Gaddafi rejected democracy and came up with his own political philosophy which he expounded in the Green Book which much like Chinese leader Mao’s Red Book were considered to be bibles of the people’s revolutions.

According to the Green Book Libya is a “direct democracy” without any political parties, governed by its populace through local popular councils and communes called Basic People’s Congresses. Official rhetoric disdains the idea of a nation state; tribal bonds remain primary even within the ranks of the military.

Libya literally floats on oil; according to one diplomat I spoke to many years ago some wells have oil so pure one could pour it into a diesel engine and the engine would run perfectly.

To the outside world Libya’s direct democracy seemed to work.

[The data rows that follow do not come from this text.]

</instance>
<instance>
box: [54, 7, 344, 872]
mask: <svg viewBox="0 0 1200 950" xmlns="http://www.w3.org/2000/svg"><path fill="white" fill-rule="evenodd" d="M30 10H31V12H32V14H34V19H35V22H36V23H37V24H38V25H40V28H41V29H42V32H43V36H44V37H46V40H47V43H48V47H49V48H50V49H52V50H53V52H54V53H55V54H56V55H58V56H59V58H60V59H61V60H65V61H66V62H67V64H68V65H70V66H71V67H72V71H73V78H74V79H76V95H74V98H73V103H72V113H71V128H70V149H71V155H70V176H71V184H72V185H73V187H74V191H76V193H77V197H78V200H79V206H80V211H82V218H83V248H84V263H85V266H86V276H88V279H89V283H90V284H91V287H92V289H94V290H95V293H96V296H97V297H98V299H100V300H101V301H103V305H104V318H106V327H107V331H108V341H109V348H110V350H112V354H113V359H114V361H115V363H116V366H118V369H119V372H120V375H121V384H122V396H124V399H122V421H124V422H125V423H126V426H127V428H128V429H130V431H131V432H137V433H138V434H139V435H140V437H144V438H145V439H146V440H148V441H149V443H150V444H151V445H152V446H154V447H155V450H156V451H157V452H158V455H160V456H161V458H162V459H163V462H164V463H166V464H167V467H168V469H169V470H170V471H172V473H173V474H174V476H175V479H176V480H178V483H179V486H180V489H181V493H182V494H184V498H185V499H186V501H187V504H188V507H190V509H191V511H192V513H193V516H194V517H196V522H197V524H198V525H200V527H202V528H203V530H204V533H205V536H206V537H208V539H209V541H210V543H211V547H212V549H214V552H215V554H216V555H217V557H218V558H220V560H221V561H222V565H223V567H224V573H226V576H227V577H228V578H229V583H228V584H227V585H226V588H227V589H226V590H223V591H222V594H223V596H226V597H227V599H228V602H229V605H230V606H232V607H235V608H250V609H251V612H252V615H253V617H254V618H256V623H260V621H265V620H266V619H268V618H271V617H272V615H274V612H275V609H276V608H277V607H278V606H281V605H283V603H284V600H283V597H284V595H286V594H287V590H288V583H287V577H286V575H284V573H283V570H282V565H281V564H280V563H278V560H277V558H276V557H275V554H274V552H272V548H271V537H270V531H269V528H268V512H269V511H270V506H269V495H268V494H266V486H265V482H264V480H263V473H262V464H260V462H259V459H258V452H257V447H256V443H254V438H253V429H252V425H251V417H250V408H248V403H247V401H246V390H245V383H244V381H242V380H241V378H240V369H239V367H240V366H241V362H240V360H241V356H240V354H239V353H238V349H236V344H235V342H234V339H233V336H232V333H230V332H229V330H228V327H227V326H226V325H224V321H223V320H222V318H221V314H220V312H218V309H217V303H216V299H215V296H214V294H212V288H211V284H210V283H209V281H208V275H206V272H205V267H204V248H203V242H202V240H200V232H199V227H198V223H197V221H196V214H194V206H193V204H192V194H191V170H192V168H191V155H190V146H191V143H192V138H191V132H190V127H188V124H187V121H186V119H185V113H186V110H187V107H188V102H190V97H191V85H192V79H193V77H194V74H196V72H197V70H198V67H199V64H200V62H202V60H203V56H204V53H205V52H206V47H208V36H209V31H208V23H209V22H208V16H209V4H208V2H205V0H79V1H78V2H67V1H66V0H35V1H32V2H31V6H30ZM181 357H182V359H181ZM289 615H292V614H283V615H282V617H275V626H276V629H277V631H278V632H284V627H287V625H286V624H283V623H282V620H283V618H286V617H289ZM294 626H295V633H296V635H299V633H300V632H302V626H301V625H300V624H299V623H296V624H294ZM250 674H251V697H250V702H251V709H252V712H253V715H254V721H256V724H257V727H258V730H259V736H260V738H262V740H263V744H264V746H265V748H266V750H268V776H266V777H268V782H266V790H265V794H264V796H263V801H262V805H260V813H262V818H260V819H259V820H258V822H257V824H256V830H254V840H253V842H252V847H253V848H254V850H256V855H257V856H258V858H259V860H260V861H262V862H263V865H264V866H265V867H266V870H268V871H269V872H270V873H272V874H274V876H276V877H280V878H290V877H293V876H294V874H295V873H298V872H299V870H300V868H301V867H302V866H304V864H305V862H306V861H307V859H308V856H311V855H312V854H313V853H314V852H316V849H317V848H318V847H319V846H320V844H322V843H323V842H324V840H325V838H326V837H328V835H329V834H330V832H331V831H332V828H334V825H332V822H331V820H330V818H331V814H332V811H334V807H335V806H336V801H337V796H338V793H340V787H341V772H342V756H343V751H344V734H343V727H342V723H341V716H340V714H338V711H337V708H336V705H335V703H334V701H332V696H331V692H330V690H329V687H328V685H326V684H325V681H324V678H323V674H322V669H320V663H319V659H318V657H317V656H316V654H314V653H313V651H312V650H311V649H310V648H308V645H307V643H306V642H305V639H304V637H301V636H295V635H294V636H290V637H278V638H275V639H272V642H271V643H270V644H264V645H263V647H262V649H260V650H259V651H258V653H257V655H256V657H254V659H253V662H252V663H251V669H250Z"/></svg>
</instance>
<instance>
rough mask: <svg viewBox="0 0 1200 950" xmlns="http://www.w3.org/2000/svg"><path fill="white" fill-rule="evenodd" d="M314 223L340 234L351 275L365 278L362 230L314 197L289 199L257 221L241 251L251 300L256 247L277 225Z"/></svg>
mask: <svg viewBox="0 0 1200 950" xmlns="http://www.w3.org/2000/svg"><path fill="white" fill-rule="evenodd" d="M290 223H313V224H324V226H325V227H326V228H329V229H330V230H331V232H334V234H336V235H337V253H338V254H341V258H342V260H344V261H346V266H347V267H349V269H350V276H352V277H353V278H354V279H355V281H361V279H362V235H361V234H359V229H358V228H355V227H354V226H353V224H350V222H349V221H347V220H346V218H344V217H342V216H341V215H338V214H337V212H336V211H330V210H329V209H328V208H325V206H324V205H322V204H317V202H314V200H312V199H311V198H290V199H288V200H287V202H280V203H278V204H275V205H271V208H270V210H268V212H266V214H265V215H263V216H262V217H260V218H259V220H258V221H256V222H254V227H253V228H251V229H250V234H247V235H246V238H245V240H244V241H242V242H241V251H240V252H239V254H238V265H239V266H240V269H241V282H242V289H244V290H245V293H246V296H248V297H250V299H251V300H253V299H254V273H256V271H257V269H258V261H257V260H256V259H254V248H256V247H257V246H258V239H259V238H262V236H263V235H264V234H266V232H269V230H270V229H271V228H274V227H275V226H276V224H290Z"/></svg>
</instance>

The world assumed that the wealth from the oil was evenly distributed among all Libyans.

One of Gaddafi’s follies was the Great Man-Made River, the water pipeline project designed to bring millions of litres of water from beneath the Sahara Desert, northward to the Benghazi region on the Mediterranean coast.

Under the giant scheme, according to internet sources, water is pumped from aquifers under the Sahara in the southern part of the country, where underground water resources extend into Egypt and Sudan. Then the water is transported by reinforced concrete pipeline to northern destinations. Construction on the first phase started in 1984, and cost about US$5 billion. The completed project was billed to total US$25 billion.

South Korean construction experts built the huge pipes in Libya by some of the most modern techniques. The engineering feat involves collecting water from 270 wells in east central Libya, and transporting it through about

2 000 km of pipeline to Benghazi and Sirte. The new “river’’ brings two million cubic meters of water a day. The system involves 4 000 km of pipelines, and two aqueducts of some 1 000 km.

Asked on Chinese TV a week ago: “Sir, in retrospect, for the past 40 years of your rule, what achievements have you accomplished during the process?” Gaddafi replied: “It is not I who am ruling. It is the people who are ruling. I think the most important achievement is having built a people’s regime and founded a republic.”

Asked about succession he said:  “First, I don’t have imperial power. I am not a king or a president. The question of considering a successor doesn’t exist. In Libya, the regime belongs to the people. People rule themselves. Why do we need a successor? I don’t have the authority to intervene either. Since the regime is in the hands of the people, people can choose whatever method they please.”

This was the picture of Libya portrayed to the world but those studying the workings of the regime saw through the façade. They discovered that the so-called “basic people’s congresses” were systematically being used as tools of political repression.

The Libyan people’s anger simmered under the surface stoked by a situation “in which foreign companies won the prime government contracts and thousands of foreign workers from China, Egypt and Vietnam secured many jobs” and “years of frustration at Gaddafi’s foreign adventures and white elephant infrastructure projects while most Libyans lived on in poverty.”

Because people’s anger simmered underneath, Gaddafi was just a giant with legs of clay; one day they would give way under the pressure of the people’s outrage. But like anyone else who has, over decades, turned a country into a personal fiefdom, he would like to go down with the country. He doesn’t mind killing his own people to achieve this. But the people will not be defeated as they have become masters of their fate.

In Julius Caesar one of the conspirators had this to say about him:

Why, man, he doth bestride the narrow world
Like a Colossus; and we petty men
Walk under his huge legs, and peep about
To find ourselves dishonourable graves.
Men at some time are masters of their fates:
The fault, dear Brutus, is not in our stars,
But in ourselves, that we are underlings.
Caesar was felled, so eventually will Gaddafi and all dictators.